Chillon – the castle of the Savoyards, Bernese and Vaudois

This picturesque castle, the Chateau de Chillon, is at the eastern end of Lac Leman (Lake Geneva) and was built to control the road around the lake as well as that part of the lake itself. From the castle you can see Montreux, the Alps and, on the other side of the lake, France. A visit to this castle could take most of the day but if you press on you can squeeze it into half a day. The audio guides are good. You can get there by coach, car or train and admission in reasonable – a ticket for a family of six for example costs CHF 25.

The castle is on a natural island just a few metres from the shore so that a natural moat adds to its high walls to make it almost impregnable.
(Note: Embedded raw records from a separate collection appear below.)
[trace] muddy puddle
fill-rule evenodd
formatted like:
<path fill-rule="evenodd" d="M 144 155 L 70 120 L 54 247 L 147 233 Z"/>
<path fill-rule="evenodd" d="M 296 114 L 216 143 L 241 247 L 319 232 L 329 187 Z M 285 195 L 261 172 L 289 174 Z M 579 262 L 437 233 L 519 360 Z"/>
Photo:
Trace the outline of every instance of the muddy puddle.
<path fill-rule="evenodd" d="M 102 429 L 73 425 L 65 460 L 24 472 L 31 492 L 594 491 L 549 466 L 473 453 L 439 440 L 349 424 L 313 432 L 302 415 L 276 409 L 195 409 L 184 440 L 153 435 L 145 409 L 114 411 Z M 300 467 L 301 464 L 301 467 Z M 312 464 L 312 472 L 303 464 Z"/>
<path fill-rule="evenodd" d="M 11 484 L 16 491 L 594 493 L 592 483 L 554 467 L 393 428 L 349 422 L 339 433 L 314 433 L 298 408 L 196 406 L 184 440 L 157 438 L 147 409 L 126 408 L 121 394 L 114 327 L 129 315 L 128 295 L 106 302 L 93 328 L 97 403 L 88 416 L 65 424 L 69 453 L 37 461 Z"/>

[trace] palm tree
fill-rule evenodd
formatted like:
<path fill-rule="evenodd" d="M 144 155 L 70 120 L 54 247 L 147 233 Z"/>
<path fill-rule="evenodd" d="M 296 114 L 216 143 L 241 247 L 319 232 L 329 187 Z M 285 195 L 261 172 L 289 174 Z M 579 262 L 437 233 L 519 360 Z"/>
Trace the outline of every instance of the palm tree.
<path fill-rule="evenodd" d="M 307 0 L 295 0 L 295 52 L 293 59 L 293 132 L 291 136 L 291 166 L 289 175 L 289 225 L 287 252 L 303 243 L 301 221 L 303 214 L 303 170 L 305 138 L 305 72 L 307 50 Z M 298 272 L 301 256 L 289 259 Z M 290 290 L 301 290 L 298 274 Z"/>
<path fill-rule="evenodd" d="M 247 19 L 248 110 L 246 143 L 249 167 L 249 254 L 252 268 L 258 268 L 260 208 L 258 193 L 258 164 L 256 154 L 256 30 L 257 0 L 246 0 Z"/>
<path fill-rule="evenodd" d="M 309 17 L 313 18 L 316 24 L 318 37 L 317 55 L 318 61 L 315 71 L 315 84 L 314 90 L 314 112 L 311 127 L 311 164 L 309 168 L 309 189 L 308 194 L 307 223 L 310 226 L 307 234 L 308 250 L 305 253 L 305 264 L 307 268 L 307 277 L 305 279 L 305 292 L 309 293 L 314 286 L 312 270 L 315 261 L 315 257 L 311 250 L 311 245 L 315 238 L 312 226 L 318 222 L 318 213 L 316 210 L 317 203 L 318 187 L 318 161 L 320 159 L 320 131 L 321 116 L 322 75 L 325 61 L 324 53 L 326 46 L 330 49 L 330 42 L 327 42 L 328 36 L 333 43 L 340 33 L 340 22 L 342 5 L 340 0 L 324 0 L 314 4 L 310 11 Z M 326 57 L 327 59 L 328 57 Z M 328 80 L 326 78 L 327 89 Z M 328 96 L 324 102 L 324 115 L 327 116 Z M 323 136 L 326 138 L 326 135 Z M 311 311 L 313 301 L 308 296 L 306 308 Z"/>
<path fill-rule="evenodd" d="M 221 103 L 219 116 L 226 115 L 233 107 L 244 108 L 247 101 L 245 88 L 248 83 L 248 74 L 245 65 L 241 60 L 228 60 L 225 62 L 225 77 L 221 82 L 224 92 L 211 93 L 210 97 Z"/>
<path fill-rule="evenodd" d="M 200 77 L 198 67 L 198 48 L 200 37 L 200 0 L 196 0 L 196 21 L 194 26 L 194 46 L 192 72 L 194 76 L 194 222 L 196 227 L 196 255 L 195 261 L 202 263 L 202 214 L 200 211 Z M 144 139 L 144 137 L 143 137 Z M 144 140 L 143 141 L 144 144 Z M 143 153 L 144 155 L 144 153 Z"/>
The steep slopes of the mountains behind would in former times have made it impossible to pass without going directly underneath the battlements of the castle (although today a hair-raising concrete motorway is perched high above and around the North of the lake).

For hundreds of years Chillon served as a centre of power, a base for control of trade and a symbol of the ruling elite. It was also important as a secure prison and its dungeon has earned it notoriety and contributed to its tourist status. In 1530 a prisoner called Francois de Bonivard was kept there chained to a pillar and kept in the dungeon for 6 years. Almost 300 years later when Lord Byron visited Chillon in 1816 he was inspired by Bonivard’s experience to write the “Prisoner of Chillon”. Bonivard’s imprisonment also inspired many painters including De La Croix.

A great building phase of the castle was under the Duke Pierre, one of the counts of Savoy (1203 –1268), who developed the nearby Villeneuve into a major trading centre, and added three big towers and central keep.

The great turning point in the history of the castle came in 1536 when the long rule of the Savoyards came to and end and the army of Berne captured the castle. Apart from freeing Bonivard they also provoked the then leader of the Savoyards, Antoine do Beaufort, to escape by boat from the Chillon across the lake. It remained the headquarters for the Bernese bailiffs controlling this region until 1798 when the leaders of Vaud princes gained control.